Actor examples and Sequences - which is 1.3 "correct"?


#1

Short question: When looking at the Channel and Actor examples, they seem to be written with a diferent style than the “use sequences for unbounded lists of stuff” philosophy.

Specifically the CoroutineScope.filter example - it has a for (x in myReceiveChannel)...

Should/Could these use Sequences? Are sequences for a different class of problem, or are channels and sequences frenemies - two competing ways to deal with creating, processing, and consuming stuff?

Longer Context:
I’m consuming frames from a saved video, merging large groups of them, and writing them back out. I’d like it to

  1. Not die with an OOM (so no unbounded memory consumption with too many frames read before processing them, which is a problem I have with coroutines, and am hoping to solve with bounded capacity producers. )
  2. Be fast (run as much in parallel as possible, while preserving frame order) which I’m holing to get for free with the new coroutine context best-practices.
  3. Be Kotlin 1.3 correct: y’all concerning me that the consumerEach example is @ObsoleteCoroutinesApi

I also found https://stackoverflow.com/questions/45368353/bridge-channel-to-a-sequence which doesn’t work with 1.3, which heightens the impression of “these are two different strategies.”


#2

I’m not the best person to answer but here’s my understanding of it:

Channels either send or receive a stream of data. They do this asynchronously in their own coroutine.
Sequences on the other hand, are themselves a stream of data.

So when would you want to pick on over the other?

Sequences, like lists, iterators and streams, don’t suspend. So if your problem involves a sequence of numbers that require a long time to compute, then using Sequences would do the computation using the same thread and at the same time for when you retrieve the next value.

Channels support suspension and would allow asynchronous sending/receiving of data without blocking the thread. This would be useful for creating pipelines of processing by chaining channels together. Right now Channels are also “hot”, meaning start running before anyone has asked to retreive data–there’s work on adding “cold” streams which would mean Channels behaving similarly to sequence’s lazy evaluation.

From that discussion, Channels are like "an asynchronous analogue of a standard Kotlin’s Sequence" (kind of… They’re different right now in that Channels are “hot”).


I suspect you will choose to use Channels. Have you seen the Coroutines in Practice talk from KotlinConf2018?

Maybe someone can refine my understanding–I still have a lot to learn when it comes to coroutines. Luckily the material Roman and the team have put out is very good. The Slack coroutines channel is a great resource as well.


#3

It gets even stranger! I moved from a sequence to a channel:

fun CoroutineScope.readFrames(
    fileName: String, 
    filterStr: String? = null): ReceiveChannel<BufferedImage> = produce(capacity = 512) { ...

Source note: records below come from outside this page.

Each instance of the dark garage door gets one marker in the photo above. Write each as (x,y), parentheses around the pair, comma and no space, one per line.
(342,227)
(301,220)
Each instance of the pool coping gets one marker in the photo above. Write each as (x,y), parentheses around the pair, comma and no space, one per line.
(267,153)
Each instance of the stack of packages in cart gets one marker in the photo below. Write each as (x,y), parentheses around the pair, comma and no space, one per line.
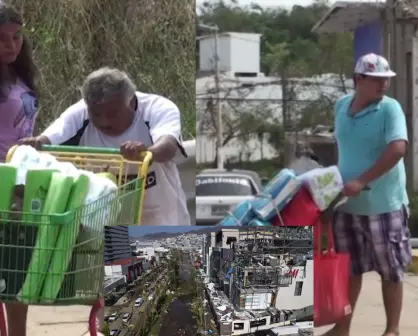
(289,199)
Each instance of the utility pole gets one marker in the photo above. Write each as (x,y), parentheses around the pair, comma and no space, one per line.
(219,131)
(218,105)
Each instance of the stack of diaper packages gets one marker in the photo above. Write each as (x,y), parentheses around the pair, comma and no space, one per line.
(262,210)
(324,185)
(290,200)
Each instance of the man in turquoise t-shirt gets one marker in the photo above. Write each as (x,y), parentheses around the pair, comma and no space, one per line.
(371,135)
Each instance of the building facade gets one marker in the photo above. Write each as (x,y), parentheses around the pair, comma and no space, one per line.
(117,244)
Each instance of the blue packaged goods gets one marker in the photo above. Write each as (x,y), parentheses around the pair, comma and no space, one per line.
(258,222)
(277,193)
(241,215)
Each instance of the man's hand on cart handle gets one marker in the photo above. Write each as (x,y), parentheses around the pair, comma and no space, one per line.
(132,150)
(36,142)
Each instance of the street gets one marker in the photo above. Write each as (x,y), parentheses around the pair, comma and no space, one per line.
(369,317)
(126,304)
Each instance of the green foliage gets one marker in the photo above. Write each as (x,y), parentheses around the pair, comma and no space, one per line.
(153,41)
(290,52)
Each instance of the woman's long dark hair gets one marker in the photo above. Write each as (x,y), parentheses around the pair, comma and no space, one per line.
(23,67)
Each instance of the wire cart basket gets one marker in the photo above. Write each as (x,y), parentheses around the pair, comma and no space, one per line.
(57,258)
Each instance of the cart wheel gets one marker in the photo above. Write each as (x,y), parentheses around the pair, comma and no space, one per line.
(3,324)
(99,304)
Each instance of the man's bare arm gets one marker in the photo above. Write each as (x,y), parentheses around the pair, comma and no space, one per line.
(394,152)
(164,149)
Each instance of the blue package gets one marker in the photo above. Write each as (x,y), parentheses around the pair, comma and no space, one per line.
(258,222)
(241,215)
(277,193)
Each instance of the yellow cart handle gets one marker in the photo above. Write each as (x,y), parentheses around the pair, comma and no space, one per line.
(80,149)
(146,157)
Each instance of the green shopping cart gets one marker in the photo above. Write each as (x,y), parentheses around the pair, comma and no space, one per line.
(53,254)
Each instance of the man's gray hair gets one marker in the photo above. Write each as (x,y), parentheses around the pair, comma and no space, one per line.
(105,83)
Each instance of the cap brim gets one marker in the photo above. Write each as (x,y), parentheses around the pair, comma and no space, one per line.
(380,74)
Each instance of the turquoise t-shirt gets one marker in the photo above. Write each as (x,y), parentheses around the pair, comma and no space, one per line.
(361,141)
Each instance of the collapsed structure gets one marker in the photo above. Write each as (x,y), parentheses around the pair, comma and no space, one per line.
(259,279)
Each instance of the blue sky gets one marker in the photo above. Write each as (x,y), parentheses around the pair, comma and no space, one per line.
(138,231)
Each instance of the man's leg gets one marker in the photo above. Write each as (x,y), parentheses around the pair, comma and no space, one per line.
(348,238)
(393,254)
(392,300)
(16,318)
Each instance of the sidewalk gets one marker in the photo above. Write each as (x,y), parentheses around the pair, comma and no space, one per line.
(61,321)
(369,317)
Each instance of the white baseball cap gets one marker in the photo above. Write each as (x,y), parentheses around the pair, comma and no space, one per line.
(374,66)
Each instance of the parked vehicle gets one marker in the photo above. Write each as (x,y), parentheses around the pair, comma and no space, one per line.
(139,301)
(126,317)
(218,192)
(113,317)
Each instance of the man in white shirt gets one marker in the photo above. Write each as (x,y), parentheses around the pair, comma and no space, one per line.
(113,114)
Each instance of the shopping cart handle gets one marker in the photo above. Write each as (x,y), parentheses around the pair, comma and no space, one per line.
(80,149)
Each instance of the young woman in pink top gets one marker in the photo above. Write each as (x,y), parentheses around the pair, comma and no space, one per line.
(18,110)
(18,94)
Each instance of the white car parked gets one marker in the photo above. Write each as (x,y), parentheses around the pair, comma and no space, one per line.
(218,192)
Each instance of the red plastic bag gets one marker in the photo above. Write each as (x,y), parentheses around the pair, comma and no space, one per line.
(301,211)
(331,281)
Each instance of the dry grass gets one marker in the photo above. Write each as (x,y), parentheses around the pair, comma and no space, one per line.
(154,41)
(413,268)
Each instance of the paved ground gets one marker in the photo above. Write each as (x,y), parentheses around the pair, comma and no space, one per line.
(369,318)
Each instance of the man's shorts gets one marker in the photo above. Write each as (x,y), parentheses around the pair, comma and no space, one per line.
(16,247)
(378,243)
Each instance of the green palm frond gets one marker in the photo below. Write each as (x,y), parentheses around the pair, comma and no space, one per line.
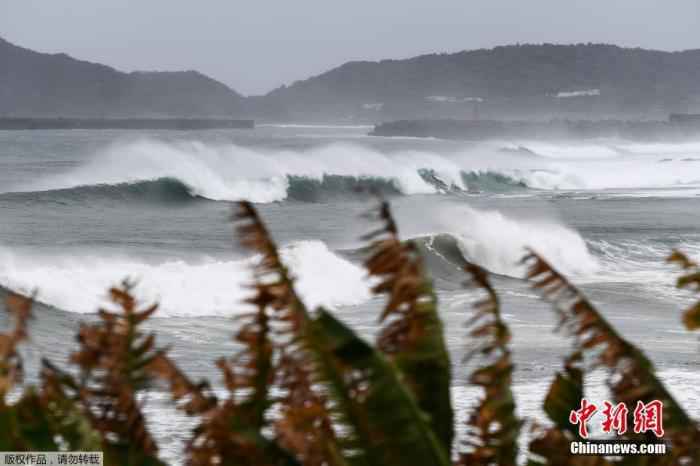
(492,426)
(413,334)
(632,376)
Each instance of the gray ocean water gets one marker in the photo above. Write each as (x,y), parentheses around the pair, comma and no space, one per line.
(82,210)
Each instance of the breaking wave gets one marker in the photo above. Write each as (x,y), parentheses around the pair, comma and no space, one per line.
(78,283)
(177,171)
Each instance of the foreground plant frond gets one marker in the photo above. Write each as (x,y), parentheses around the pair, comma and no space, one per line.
(23,424)
(356,386)
(413,333)
(11,370)
(492,427)
(631,374)
(113,361)
(690,280)
(304,426)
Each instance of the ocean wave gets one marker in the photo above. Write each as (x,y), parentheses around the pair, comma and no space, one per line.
(78,283)
(227,172)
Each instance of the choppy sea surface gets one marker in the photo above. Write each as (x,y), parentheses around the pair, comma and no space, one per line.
(82,210)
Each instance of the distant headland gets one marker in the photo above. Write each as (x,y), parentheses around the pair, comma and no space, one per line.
(517,82)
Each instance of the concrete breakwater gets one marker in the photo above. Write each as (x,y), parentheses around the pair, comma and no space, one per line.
(123,123)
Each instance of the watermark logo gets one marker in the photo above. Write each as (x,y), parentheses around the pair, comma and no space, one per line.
(647,417)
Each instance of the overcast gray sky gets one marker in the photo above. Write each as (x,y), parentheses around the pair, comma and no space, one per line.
(257,45)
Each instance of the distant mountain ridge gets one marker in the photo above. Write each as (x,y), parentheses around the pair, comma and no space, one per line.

But then when I went to consume the frames with zipWithNext() - turns out ReceiveChannel doesn’t have it! So then I get lost in rabbit holes seeing if I should convert from a capacity constrained channel to a sequence, or if I’m barking up the wrong trees…


#4

I figured out what I wanted, but not how to do it:

  1. Little chunks of code that take in (a collection of stuff), and produce a (collection of different stuff) – like a map, but not 1:1.
  2. That all run in coroutines, to make use of all my cores
  3. That have reasonable capacity constrained channels so as not to blow up with an OOM.

I don’t know if the “collection of stuff” should be a sequence, or a channel, or what.


#5

I would say that Sequences and Channels are solving two completely different problems. Sequences primarily are for things which are calculable but not yet calculated. By lazy-calculating them, it prevents making calculations that will ultimately never be used (for example mapping then filtering an entire set when you only need to check if ANY exist, which can be short-circuited if, say, the 3rd out of 1000 matches the filter) and also allows for the use of Mathematical-defined sequences which have no end (say a PRNG or a Geometric Series).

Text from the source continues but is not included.